The direct current—galvanism—is useful in advanced stages of the disease, where even the strongest faradic currents fail to produce response. Even where galvanic currents fail to exert contractions the treatment ought to be persevered in for a long time. It may be necessary to use very strong currents at the outset, which may be gradually weakened as contractility returns.
Remak, who especially advocated the use of the continuous current, advised to place the positive pole in front of one mastoid process and the negative pole on the opposite side of the neck near the spinous processes of the vertebræ, not higher than the fifth cervical, by which he produced the contractions already described as diplegic in the fingers and other paralyzed parts.
Galvanization of the sympathetic has been apparently useful in the hands of some—viz. Roberts, Benedikt, M. Meyer, Guthzeit, Erb, Neseman, and others, while the latter reports a case of complete cure by this treatment. Eulenburg tells us, however, that a relapse is said to have occurred in this case; also that neither he nor Rosenthal have had any results from it.
Massage is equally important, and should be used at the same time with electricity, but at a different time of day. Eulenburg refers to a case which was said to have brought the disease to a standstill. There can be no doubt of the value of the measure as an adjuvant to treatment.

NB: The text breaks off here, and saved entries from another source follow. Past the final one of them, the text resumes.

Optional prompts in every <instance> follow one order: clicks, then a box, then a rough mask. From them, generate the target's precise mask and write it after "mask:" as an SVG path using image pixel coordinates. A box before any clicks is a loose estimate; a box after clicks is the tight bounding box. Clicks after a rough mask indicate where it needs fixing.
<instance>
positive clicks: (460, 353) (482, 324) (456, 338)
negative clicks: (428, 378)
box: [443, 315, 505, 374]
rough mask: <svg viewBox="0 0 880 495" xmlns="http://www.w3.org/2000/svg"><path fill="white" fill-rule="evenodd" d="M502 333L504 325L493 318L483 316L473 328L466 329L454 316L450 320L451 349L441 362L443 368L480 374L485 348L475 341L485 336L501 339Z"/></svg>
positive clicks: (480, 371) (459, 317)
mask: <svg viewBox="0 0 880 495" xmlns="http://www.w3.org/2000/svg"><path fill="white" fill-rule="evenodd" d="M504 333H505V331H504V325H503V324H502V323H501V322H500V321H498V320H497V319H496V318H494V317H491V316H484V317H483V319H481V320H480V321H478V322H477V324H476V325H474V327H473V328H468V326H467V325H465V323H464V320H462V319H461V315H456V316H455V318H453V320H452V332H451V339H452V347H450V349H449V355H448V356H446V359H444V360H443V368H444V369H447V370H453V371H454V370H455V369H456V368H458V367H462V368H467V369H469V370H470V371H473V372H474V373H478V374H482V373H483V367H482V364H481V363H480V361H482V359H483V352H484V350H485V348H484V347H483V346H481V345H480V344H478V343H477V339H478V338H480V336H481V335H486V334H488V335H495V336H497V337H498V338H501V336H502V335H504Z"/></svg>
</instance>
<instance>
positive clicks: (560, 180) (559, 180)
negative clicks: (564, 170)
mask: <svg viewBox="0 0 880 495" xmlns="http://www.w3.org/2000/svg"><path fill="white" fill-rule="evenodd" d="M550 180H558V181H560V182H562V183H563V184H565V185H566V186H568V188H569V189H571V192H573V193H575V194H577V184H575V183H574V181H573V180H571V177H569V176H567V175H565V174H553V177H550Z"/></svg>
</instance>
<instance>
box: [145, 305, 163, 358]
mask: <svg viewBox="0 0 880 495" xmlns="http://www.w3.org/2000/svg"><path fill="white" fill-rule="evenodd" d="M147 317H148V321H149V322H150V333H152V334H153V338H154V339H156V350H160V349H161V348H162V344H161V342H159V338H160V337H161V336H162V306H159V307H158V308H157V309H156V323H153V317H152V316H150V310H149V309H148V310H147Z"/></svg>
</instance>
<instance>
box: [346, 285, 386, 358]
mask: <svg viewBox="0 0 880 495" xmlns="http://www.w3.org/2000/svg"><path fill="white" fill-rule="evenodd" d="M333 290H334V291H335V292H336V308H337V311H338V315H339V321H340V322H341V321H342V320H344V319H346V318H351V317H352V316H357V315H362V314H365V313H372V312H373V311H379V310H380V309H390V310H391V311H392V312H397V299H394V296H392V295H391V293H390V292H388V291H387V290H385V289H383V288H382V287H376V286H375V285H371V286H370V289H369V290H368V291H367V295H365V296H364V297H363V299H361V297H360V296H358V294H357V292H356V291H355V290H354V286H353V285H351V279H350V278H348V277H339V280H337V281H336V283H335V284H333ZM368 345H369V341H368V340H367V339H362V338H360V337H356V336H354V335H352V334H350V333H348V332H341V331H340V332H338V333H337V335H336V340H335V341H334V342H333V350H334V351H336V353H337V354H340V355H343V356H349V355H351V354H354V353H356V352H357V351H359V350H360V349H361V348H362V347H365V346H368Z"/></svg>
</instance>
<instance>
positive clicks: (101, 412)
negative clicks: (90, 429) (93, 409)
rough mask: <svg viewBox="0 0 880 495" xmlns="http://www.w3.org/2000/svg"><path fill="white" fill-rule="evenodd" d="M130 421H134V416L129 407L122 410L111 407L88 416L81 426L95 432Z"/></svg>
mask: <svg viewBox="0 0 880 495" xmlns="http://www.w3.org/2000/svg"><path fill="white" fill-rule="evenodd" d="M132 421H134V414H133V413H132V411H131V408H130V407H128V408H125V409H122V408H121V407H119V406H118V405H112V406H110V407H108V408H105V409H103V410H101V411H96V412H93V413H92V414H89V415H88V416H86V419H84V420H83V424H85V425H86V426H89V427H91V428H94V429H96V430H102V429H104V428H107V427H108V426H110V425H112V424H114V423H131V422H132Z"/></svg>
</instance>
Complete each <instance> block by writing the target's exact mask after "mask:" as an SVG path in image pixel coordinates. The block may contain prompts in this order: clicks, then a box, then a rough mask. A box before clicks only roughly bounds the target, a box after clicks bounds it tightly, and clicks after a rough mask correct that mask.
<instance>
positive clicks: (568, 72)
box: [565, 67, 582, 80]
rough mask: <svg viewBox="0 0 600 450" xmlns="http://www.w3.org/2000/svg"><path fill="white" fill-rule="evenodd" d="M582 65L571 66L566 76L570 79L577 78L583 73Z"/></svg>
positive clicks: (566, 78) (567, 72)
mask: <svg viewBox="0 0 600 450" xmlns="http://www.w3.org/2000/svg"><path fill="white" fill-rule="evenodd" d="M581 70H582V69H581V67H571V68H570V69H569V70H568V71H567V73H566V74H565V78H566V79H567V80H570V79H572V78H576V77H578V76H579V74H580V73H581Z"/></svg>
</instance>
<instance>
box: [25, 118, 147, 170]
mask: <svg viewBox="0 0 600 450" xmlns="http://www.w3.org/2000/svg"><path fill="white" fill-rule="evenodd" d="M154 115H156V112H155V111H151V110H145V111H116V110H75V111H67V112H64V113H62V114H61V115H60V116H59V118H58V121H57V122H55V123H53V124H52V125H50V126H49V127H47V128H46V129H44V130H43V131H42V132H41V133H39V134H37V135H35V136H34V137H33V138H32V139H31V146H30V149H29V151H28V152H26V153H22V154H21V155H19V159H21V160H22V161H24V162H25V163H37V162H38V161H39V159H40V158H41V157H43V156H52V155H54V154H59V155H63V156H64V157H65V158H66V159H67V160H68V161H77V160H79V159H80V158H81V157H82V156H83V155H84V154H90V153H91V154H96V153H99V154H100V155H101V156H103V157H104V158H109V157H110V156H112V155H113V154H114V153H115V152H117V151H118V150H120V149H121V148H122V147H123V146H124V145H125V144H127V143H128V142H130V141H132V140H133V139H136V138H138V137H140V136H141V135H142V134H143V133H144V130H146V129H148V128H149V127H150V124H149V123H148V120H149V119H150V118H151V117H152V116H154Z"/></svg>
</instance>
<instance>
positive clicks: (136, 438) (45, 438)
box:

In families in which an hereditary tendency exists prophylactic treatment should be used. It should include hygienic measures of the kind already referred to, and the avoidance of undue fatigue and exposure; and in the selection of an occupation these matters should be kept in view.
On the supposition that the disease is a purely local one, gymnastics, involving the exercise of the groups of muscles prone to attack, would be indicated, but assume less importance from our standpoint that it is a spinal disease. At the same time, the patient should have the benefit of any existing uncertainty in the pathogeny of the affection; and as gymnastics are eminently calculated to improve the general health, and thus indirectly to avert the disease, their use is indicated on these grounds.